No one character of mine is a complete clone, so don’t go looking for any “Mary Sue” in my stories. But there’s no escaping that We Three‘s Elena and Jess have big parts of me. Elena has this deep desire to make her own singular stamp on the world, which is why she’s trying to start a business. It’s a lot like me right now, trying to figure out what it is I’m meant to do (yet again between jobs/careers I go through this roughly every five years). And the frustration of not being able to clearly communicate that, and hope that the people or person in her life will understand anyway. Yeah, that’s all me. Jess is also just trying to find her place (literally not just figuratively), too. It’s one of the reasons Elena clicks with her.

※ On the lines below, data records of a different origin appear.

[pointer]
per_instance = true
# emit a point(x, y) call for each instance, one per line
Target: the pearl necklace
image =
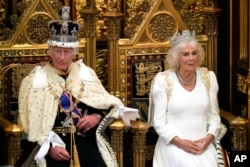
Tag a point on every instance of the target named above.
point(184, 82)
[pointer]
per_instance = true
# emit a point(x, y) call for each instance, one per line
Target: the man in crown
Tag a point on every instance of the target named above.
point(62, 105)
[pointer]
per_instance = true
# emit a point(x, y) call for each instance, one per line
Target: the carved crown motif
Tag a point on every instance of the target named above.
point(178, 38)
point(63, 33)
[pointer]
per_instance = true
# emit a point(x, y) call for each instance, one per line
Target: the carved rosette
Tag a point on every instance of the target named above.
point(161, 26)
point(114, 27)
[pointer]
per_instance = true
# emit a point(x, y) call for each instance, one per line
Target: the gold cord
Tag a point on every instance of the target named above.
point(75, 162)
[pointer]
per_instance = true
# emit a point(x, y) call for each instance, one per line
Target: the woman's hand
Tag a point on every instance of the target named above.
point(195, 147)
point(59, 153)
point(204, 142)
point(88, 121)
point(186, 145)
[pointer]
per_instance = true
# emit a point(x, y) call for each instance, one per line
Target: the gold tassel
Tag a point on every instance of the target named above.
point(76, 158)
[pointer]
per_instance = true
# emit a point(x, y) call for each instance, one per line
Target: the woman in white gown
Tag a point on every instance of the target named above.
point(184, 108)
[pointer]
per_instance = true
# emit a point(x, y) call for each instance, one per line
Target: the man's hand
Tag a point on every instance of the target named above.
point(88, 121)
point(59, 153)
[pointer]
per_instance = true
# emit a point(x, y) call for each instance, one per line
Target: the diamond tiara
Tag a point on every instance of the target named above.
point(178, 38)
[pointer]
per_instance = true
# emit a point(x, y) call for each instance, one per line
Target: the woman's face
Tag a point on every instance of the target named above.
point(188, 59)
point(61, 57)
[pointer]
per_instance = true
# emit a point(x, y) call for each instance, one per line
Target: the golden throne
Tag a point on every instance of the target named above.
point(130, 62)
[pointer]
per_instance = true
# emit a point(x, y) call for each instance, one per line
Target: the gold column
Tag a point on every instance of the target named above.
point(90, 15)
point(117, 131)
point(211, 13)
point(239, 129)
point(113, 18)
point(139, 130)
point(13, 146)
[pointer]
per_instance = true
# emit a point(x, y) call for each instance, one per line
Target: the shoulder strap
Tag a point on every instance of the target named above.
point(205, 77)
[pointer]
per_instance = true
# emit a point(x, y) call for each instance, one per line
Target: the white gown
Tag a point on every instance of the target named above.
point(187, 115)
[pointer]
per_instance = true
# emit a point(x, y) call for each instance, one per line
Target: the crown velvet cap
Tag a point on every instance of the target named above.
point(178, 38)
point(63, 33)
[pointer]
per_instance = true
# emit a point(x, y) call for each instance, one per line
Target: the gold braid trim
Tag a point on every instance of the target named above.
point(6, 68)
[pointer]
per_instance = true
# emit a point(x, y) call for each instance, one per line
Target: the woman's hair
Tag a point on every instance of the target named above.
point(174, 53)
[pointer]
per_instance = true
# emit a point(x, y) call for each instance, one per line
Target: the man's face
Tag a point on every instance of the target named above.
point(62, 57)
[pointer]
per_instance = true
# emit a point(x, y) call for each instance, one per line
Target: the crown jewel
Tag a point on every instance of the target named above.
point(180, 37)
point(63, 33)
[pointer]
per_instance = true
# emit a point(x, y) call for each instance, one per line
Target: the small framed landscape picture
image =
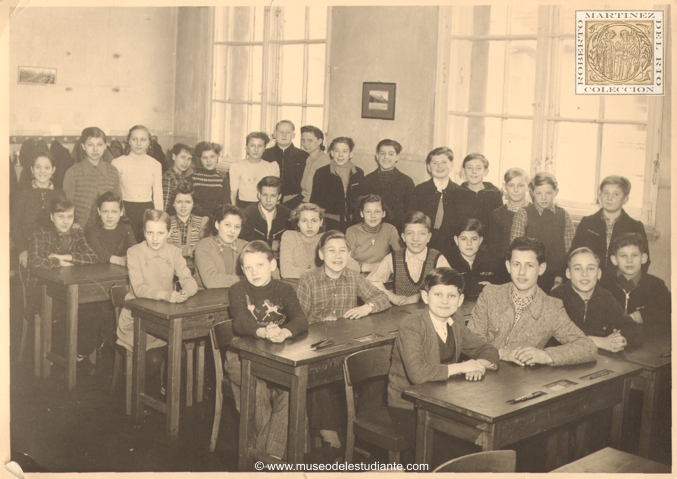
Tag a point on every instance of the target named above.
point(37, 76)
point(378, 100)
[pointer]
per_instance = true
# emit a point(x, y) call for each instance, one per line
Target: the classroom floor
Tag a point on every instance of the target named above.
point(87, 430)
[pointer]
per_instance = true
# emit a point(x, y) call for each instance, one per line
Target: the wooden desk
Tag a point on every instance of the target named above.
point(612, 461)
point(74, 285)
point(296, 366)
point(174, 323)
point(655, 377)
point(478, 412)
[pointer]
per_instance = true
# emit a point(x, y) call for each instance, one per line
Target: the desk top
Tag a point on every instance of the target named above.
point(91, 273)
point(349, 336)
point(657, 342)
point(611, 460)
point(487, 399)
point(205, 301)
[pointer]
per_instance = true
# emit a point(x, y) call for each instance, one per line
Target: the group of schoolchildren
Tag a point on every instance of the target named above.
point(387, 242)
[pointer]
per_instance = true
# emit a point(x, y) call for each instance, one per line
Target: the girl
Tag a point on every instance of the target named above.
point(211, 189)
point(246, 174)
point(61, 243)
point(110, 235)
point(140, 178)
point(336, 187)
point(177, 175)
point(298, 249)
point(152, 266)
point(186, 228)
point(372, 240)
point(516, 186)
point(312, 141)
point(216, 257)
point(32, 204)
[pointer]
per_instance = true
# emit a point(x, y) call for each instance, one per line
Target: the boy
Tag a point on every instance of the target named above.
point(291, 160)
point(549, 223)
point(643, 296)
point(396, 188)
point(518, 318)
point(477, 198)
point(328, 293)
point(267, 308)
point(266, 220)
point(470, 260)
point(246, 174)
point(598, 231)
point(61, 244)
point(592, 308)
point(429, 345)
point(410, 265)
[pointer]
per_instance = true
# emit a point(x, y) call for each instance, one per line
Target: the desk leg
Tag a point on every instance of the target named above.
point(71, 335)
point(174, 343)
point(139, 362)
point(649, 410)
point(424, 437)
point(45, 364)
point(297, 416)
point(617, 417)
point(247, 411)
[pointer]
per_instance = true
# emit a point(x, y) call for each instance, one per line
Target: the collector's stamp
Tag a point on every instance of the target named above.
point(619, 52)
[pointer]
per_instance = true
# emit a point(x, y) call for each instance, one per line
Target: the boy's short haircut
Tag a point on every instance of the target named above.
point(416, 218)
point(277, 125)
point(342, 139)
point(475, 156)
point(157, 215)
point(471, 224)
point(444, 276)
point(440, 150)
point(261, 135)
point(621, 181)
point(513, 173)
point(523, 243)
point(386, 142)
point(296, 213)
point(256, 246)
point(628, 239)
point(60, 205)
point(330, 235)
point(582, 250)
point(270, 182)
point(543, 178)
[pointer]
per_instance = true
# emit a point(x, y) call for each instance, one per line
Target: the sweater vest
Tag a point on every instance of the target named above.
point(549, 228)
point(404, 285)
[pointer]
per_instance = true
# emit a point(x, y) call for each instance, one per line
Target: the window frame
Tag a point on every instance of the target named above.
point(545, 118)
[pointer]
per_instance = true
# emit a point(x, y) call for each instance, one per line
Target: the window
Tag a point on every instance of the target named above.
point(507, 80)
point(269, 65)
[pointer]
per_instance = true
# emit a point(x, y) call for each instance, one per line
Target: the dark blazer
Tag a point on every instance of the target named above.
point(591, 232)
point(399, 196)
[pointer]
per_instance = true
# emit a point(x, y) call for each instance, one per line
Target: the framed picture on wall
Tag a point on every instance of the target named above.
point(378, 100)
point(37, 76)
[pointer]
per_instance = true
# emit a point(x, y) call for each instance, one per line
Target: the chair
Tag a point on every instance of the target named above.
point(221, 335)
point(373, 426)
point(489, 461)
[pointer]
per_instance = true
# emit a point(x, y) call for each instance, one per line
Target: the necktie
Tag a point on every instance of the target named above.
point(440, 212)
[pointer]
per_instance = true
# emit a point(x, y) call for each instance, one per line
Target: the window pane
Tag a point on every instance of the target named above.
point(291, 76)
point(624, 153)
point(316, 74)
point(315, 117)
point(570, 104)
point(575, 159)
point(522, 80)
point(293, 22)
point(318, 22)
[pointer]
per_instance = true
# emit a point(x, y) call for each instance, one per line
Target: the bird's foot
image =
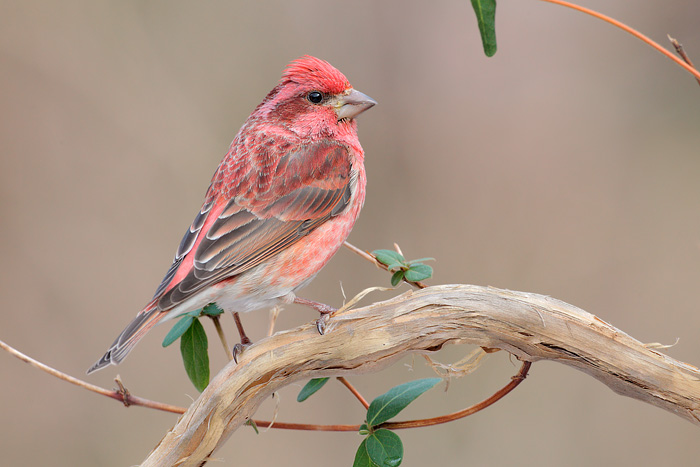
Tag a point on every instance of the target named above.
point(239, 348)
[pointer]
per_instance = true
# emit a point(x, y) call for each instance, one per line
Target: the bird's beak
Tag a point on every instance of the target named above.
point(352, 104)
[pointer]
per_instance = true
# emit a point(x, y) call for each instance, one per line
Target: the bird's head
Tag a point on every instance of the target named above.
point(313, 97)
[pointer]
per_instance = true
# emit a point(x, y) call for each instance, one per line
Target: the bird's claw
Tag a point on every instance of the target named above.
point(238, 349)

Eric manifests my compersion. I love seeing my spouse happy, whether or not I’m the one directly making that moment. This is not about sex. Let me give you an example. He (my spouse) loves making music and has been in and out of bands for more than 20 years. I enjoy his music, but I can almost never go see him play, because the venues are usually horribly smoky bars. But he goes and he spends time doing something he loves and comes back happy. That makes me happy for him. My husband is also my unconditional support. Even for the writing I do, which has gotten him weird looks from other people. But writing makes me happy, so he makes sure I get time left alone to do it.
Now more “me” that shows up in my stories.
In my first two novels, Turning Point and Turn for Home, Brenna and Cassidy were the two sides of me figuring out how to express my interest in women. Yes, I was (and am) married to a man, very happily (see above). But these novels began as a chance to explore a fantasy. I was not writing a guidebook, I was writing a Hollywood romance. But having my imagination at least being able to start from within an otherwise healthy relationship allowed me to be inside their heads for their thoughts. It also helped to build the conversation Bren had with her husband, and the one Cass had with her boyfriend.
Cassidy’s ex-husband Mitch, on the other hand, is thankfully like no one I know personally. Writing that scene (if you’ve read Turning Point, you know the one I mean) gave me nightmares for a week before and after.